My piece in the exhibit, Eldprent, is a response to the official purpose of the expedition, which was to observe the Hekla volcano. The travelers were 10 years too late to catch the eruption, so I give them a small sized “tourist” eruption (Geldingardalur 2021). However, the image is overlaid with a warning printed with volcanic ash - the opening handwritten lines from Eldritið, which details the devastating results of the Laki eruption in 1783. The print was created using the historic gum bichromate process and is an edition of 10, each with slight variations as is the nature of the process. To purchase, please contact me on my contact page for more information.

The exhibition is a collaboration with the Embassy of Sweden in Iceland and the Icelandic Printmakers Association. It opened at Hafnarborg Gallery in August, 2022 and is traveling to 11 locations around Iceland to the end of 2023.

More information about the Solander 250 Exhibition

Living 2020

SÍM gallerí, Hafnarstræti 16
4.–25. mars, mán–fös kl. 10–16

2020 was a year for introspection and slowing down while living things continue to grow and mutate around us as they do. During isolation and quarantine, artworks were born of visual ideas which also grew and changed during the year. The imagery in Living comes from within a small radius from my place of quarantine—mostly from the area surrounding the Tjörnin pond in downtown Reykjavík. The key works in the show are an unconscious depiction of the organized chaos of life. Included in the show are works made using the gum bichromate, cyanotype and photogravure processes.

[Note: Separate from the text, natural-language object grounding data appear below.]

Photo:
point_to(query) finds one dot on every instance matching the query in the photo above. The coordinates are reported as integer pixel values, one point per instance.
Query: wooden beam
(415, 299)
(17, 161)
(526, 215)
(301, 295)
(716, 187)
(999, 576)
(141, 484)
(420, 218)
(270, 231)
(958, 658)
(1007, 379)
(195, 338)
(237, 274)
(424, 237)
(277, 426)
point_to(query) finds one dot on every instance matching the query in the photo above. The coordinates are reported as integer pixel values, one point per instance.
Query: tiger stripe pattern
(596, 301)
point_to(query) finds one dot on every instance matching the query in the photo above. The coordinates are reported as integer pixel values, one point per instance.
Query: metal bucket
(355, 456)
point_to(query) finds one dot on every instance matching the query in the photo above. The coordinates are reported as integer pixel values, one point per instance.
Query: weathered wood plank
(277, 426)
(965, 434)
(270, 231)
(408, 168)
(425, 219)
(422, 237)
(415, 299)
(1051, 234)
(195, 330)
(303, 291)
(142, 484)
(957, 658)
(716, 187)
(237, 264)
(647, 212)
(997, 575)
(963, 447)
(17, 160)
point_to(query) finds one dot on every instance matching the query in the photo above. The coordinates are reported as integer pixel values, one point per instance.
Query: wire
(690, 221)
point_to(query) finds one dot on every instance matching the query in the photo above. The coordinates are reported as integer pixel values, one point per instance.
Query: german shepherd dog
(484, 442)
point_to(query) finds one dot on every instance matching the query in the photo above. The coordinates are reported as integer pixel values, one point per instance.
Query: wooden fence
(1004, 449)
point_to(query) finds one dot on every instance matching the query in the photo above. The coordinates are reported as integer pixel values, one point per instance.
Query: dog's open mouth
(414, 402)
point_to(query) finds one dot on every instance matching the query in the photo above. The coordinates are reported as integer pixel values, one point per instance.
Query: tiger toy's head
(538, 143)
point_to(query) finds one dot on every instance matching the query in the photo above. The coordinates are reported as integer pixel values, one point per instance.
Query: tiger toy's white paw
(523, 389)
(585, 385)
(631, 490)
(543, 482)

I Remember the Mountain / Man ég fjallið

I Remember the Mountain / Man ég fjallið continues the theme of my recent exhibit, Earth Portraits, with the added filter of memory to the mix. The landscape, similar to a human subject, is always changing and is hard to pin down in a moment. Weather conditions, seasons, lighting, natural forces and human interference all have an effect on what is perceived. By reworking an image captured several years ago, it takes on a life of its own, becoming more and more like a dream.

I Remember the Mountain opens with a reception on June 13th, 4-6pm at the Reykjavík Museum of Photography.